Mrs. Amada Benavides, from Escuelas de Paz Foundation in Colombia and also a member of the facilitators’ team, led an activity about identity. Participants reflected on who they are and shared their reflections with one another. This led them to find out through dynamic exercises their differences and similarities and discuss the importance of diversity in the world and in their society. They explored ways of working together for common goals and reflected on the uniqueness of each individual. Participants concluded that is possible to work together when they learn to respect each other and when they appreciate otherness with an open mind and heart.
Several sessions were conducted to discuss violent conflicts, non-violent alternatives, to encourage creative thinking to solve differences with others and to learn ways to leave behind prejudices and stereotypes. Participants mapped out conflicts that affect them and identified possible ways to peacefully transform those. Especially in El Salvador, where violence among youth take place in daily basis and through organized crime and settings, the need to nurture ethical values in children and to work with families emerged as a crucial element for implementing the ethics education initiative.

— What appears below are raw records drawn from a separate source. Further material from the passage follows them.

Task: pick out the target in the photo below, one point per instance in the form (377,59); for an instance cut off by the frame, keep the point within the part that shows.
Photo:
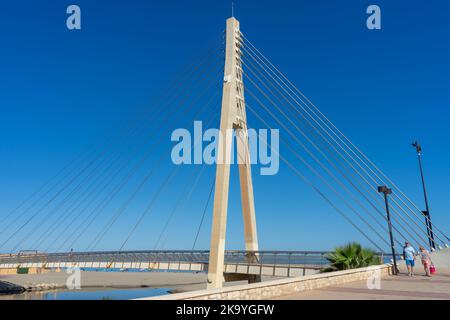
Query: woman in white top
(426,260)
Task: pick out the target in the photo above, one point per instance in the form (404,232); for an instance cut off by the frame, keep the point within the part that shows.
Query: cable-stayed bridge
(100,193)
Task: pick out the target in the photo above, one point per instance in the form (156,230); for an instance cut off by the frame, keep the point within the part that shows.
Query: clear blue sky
(63,91)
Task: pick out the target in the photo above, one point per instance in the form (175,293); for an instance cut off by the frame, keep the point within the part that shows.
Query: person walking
(409,254)
(426,260)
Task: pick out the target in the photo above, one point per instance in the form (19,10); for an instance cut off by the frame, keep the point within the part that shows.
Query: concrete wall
(275,288)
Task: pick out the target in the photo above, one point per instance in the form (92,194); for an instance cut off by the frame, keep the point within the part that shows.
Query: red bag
(432,269)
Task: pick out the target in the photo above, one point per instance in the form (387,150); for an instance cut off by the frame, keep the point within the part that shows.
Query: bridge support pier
(233,118)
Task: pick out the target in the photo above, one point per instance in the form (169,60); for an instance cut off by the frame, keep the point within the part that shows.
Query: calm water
(89,294)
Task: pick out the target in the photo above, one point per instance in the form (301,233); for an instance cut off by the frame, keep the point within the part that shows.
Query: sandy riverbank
(90,279)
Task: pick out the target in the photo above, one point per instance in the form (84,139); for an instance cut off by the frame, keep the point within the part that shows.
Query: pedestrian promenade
(391,287)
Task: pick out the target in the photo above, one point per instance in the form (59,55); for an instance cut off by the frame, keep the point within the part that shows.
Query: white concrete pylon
(233,117)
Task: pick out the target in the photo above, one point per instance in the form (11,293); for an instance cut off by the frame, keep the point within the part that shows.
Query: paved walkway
(392,288)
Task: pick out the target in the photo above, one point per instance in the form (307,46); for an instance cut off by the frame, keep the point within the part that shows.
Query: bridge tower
(233,119)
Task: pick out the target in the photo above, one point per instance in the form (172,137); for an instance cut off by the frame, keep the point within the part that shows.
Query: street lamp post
(386,191)
(426,213)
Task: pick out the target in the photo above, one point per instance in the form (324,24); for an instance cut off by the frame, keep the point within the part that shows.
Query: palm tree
(351,256)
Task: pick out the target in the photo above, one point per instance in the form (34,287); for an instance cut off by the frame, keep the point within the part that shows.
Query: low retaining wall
(276,288)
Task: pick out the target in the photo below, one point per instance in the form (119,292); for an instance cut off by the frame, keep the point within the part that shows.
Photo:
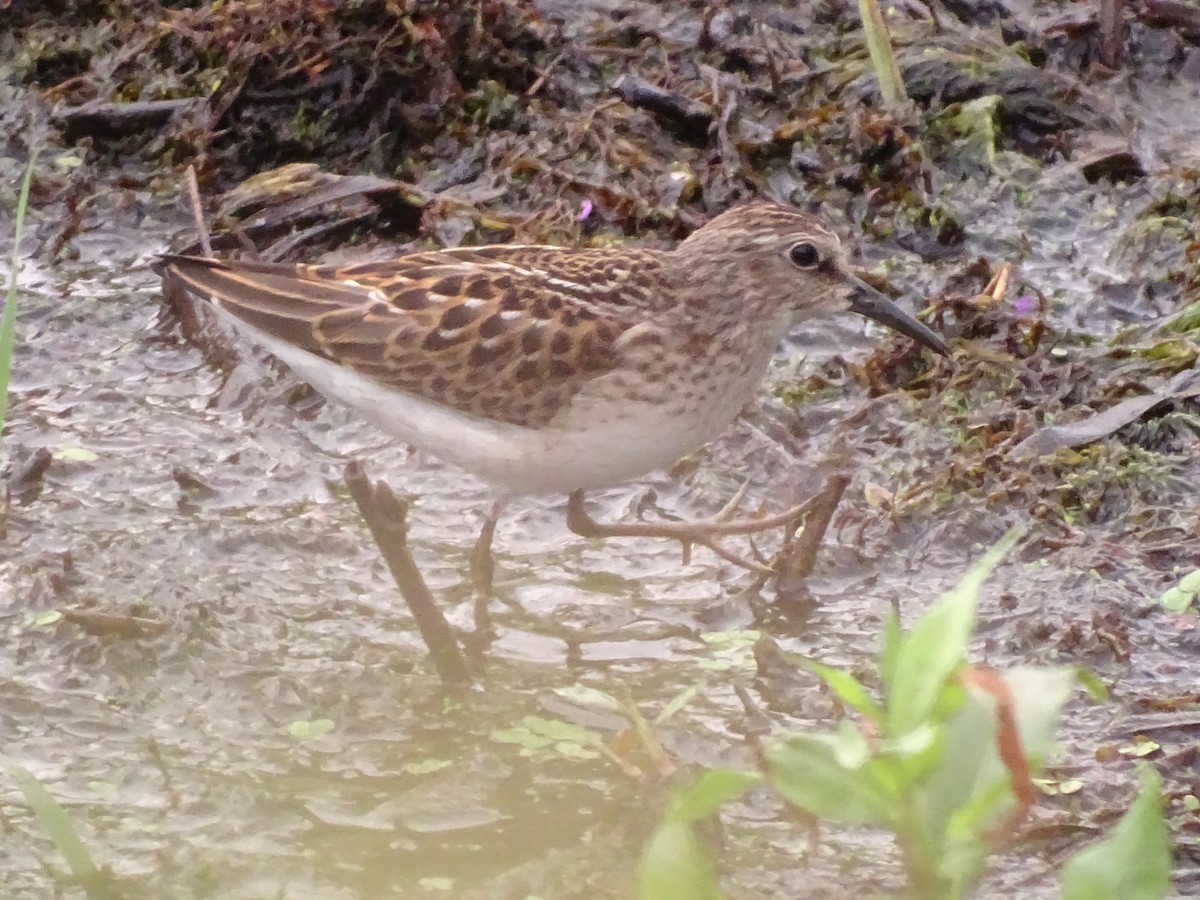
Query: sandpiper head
(771,244)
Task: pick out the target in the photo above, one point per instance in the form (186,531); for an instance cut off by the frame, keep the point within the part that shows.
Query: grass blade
(9,319)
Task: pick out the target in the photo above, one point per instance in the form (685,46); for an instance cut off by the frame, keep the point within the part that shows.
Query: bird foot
(702,532)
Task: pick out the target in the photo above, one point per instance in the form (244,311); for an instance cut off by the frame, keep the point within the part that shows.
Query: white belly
(597,444)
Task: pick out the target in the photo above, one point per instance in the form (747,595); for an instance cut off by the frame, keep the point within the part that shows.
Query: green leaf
(1133,863)
(303,730)
(712,791)
(808,772)
(936,646)
(847,689)
(54,820)
(1191,582)
(1176,599)
(675,867)
(9,317)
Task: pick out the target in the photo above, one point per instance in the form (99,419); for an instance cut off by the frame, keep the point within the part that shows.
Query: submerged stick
(387,517)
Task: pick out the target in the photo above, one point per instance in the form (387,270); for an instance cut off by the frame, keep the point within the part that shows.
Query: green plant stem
(9,321)
(879,43)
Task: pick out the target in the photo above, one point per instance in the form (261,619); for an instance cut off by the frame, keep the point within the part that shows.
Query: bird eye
(804,255)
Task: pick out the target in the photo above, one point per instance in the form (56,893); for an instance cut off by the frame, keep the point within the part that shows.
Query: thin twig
(385,516)
(193,191)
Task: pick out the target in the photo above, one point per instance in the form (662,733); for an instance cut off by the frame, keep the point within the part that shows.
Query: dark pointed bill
(870,303)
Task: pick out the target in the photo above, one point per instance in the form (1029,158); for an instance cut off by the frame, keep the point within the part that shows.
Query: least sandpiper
(551,370)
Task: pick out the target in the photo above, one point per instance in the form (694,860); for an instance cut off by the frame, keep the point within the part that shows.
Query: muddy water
(210,503)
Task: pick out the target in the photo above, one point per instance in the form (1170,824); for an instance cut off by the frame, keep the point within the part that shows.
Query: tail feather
(277,299)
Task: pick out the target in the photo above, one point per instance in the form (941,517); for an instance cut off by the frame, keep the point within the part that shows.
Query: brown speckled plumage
(550,354)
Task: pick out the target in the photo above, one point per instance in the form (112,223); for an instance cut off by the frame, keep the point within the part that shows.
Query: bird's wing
(504,333)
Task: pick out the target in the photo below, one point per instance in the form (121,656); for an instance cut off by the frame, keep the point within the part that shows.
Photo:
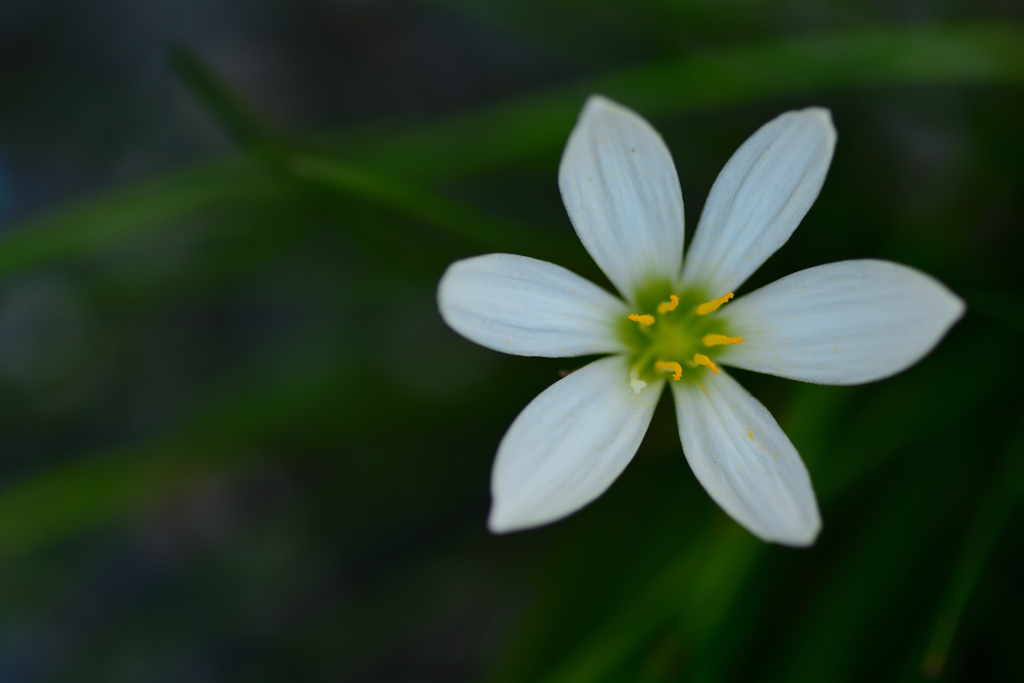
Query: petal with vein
(744,461)
(568,445)
(760,198)
(622,194)
(845,323)
(523,306)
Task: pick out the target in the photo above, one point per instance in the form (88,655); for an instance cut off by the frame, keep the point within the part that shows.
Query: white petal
(524,306)
(568,445)
(760,198)
(744,461)
(621,190)
(845,323)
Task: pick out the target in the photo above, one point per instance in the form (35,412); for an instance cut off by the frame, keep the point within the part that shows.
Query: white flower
(845,323)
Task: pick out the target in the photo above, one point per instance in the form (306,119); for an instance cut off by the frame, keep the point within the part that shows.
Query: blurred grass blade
(233,113)
(529,127)
(124,214)
(990,520)
(446,216)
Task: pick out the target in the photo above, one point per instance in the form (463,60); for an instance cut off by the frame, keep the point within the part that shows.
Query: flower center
(674,335)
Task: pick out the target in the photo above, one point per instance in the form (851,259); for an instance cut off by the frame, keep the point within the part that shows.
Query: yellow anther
(670,367)
(702,359)
(636,382)
(642,319)
(721,340)
(714,304)
(666,306)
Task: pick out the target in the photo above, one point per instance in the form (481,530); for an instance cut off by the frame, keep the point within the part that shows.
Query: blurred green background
(238,443)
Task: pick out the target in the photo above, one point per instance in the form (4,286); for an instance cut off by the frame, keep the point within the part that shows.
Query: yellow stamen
(666,306)
(721,340)
(671,367)
(636,382)
(702,359)
(714,304)
(642,319)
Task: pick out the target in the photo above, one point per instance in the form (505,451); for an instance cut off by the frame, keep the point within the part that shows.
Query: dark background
(237,442)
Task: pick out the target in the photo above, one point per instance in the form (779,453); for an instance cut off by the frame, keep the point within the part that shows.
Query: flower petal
(523,306)
(622,194)
(744,461)
(845,323)
(760,198)
(568,444)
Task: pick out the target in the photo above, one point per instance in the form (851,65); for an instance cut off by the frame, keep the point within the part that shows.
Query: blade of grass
(444,215)
(990,520)
(538,125)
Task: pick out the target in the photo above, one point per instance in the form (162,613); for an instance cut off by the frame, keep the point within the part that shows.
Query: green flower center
(675,334)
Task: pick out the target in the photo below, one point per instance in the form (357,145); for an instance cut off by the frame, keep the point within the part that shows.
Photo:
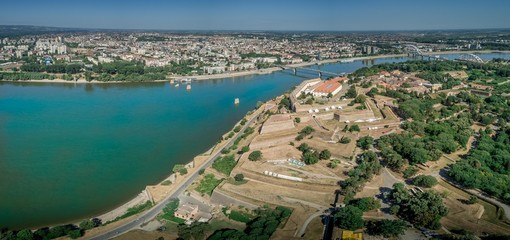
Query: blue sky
(339,15)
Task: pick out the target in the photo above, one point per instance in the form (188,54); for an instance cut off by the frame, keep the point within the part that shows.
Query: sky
(318,15)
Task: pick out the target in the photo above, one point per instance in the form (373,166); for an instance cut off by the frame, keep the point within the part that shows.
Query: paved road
(154,211)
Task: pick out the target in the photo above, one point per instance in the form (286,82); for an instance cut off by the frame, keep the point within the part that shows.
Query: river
(73,151)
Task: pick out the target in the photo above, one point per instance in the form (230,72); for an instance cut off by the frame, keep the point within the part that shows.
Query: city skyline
(365,15)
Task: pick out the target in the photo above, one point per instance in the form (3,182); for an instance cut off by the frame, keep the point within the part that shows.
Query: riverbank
(261,71)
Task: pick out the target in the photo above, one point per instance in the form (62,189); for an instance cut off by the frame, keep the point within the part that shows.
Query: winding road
(156,209)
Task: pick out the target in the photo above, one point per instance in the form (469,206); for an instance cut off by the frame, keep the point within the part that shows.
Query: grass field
(208,184)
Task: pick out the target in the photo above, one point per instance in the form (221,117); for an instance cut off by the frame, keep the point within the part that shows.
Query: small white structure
(298,179)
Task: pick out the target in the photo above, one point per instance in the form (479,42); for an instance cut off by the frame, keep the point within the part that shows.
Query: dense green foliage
(487,167)
(224,164)
(368,165)
(386,228)
(194,231)
(366,203)
(365,142)
(425,181)
(423,209)
(349,217)
(238,216)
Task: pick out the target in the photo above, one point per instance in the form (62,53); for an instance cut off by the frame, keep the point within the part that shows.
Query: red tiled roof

A visit to a Synagogue was organized for the participants to put themselves in others’ shoes. The Rabbi Pablo Berman explained the customs and beliefs of Judaism and presided a ceremony to close the Shabbat. This activity helped participants to open their eyes to a religion they were not familiar with and to also reflect upon their own beliefs. A proposal to continue visiting other religious places was made as a commitment to continue this inter-religious journey and to continue exploring ways to work together in issues that affect children and youth.
Prayers from different religions, music, moments of silence and activities to foster introspection helped creating a conducive environment to nurture participant’s spirituality and to discover the need to find peace within to be able to bring peace to their societies.
The workshop was closed with a prayer led by the indigenous representatives. This moment of spirituality were all participants got together to reflect on the learnings of the workshop and to internalize the experience they lived led to experiencing a common humanity and the need to continue working together as people of faith.
Special thanks to Rev. Santiago Flores, GNRC Coordinator for El Salvador for his leadership bringing together people from different religions and preparing the path to introduce the Toolkit for Ethics Education in El Salvador. Thanks also to Religions for Peace in El Salvador for their outstanding support and willingness to cooperate with the GNRC in its endeavour to work for the well being of children.